The pile of weapons resting against the basement wall catches my eye. Every piece is lined up and ready for one of the survivors to grab it on the way into the tunnel tomorrow. Long swords for the men. Short swords, daggers, and knives for everyone else. Even a few walking sticks for those who need the help. Rachel is proof that a walking stick in the right hands can be a formidable weapon.
At the end of the row, a walking stick in black ebony nearly blends into the dark wall behind it.
Melkin’s staff.
The one he was given when he was on a mission to another city-state.
The one that can call the Cursed One.
I’m willing to bet Melkin was in Rowansmark when he received his gift. Did he know what he had? Or was James Rowan just hoping to get lucky and have Melkin accidentally call the beast to destroy Baalboden?
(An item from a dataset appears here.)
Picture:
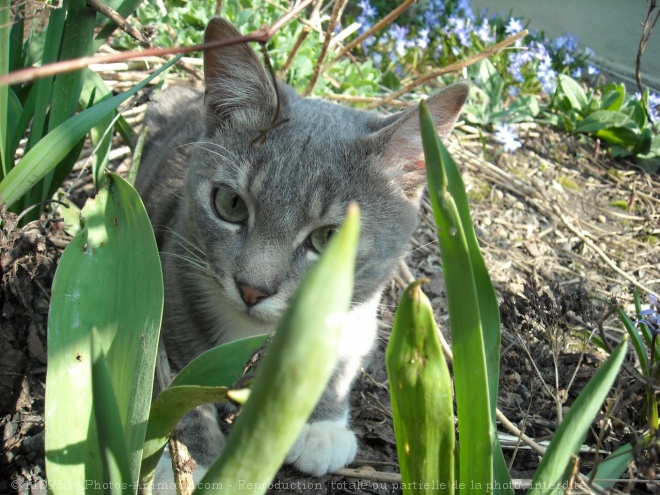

The metal is smooth and cold beneath my fingers. I should leave the staff. Shove it into a shadowy corner of the basement where it will be overlooked and then bury it when I bring down the ceiling.
But what if in burying it, I activate the sonic pulse that calls the Cursed One? My people would be in the tunnel. Even with the completed power booster attached to the tech I carry, I can’t risk it. Besides, if the staff is capable of calling the monster, maybe it’s capable of other things as well. You never know when something like that could come in handy.
Laying the staff in the back of the supply wagon, behind my extra jars of glycerin and acid and my bags of tech supplies and scrap parts, I return to the tunnel and consider the one scenario I don’t have a solution for.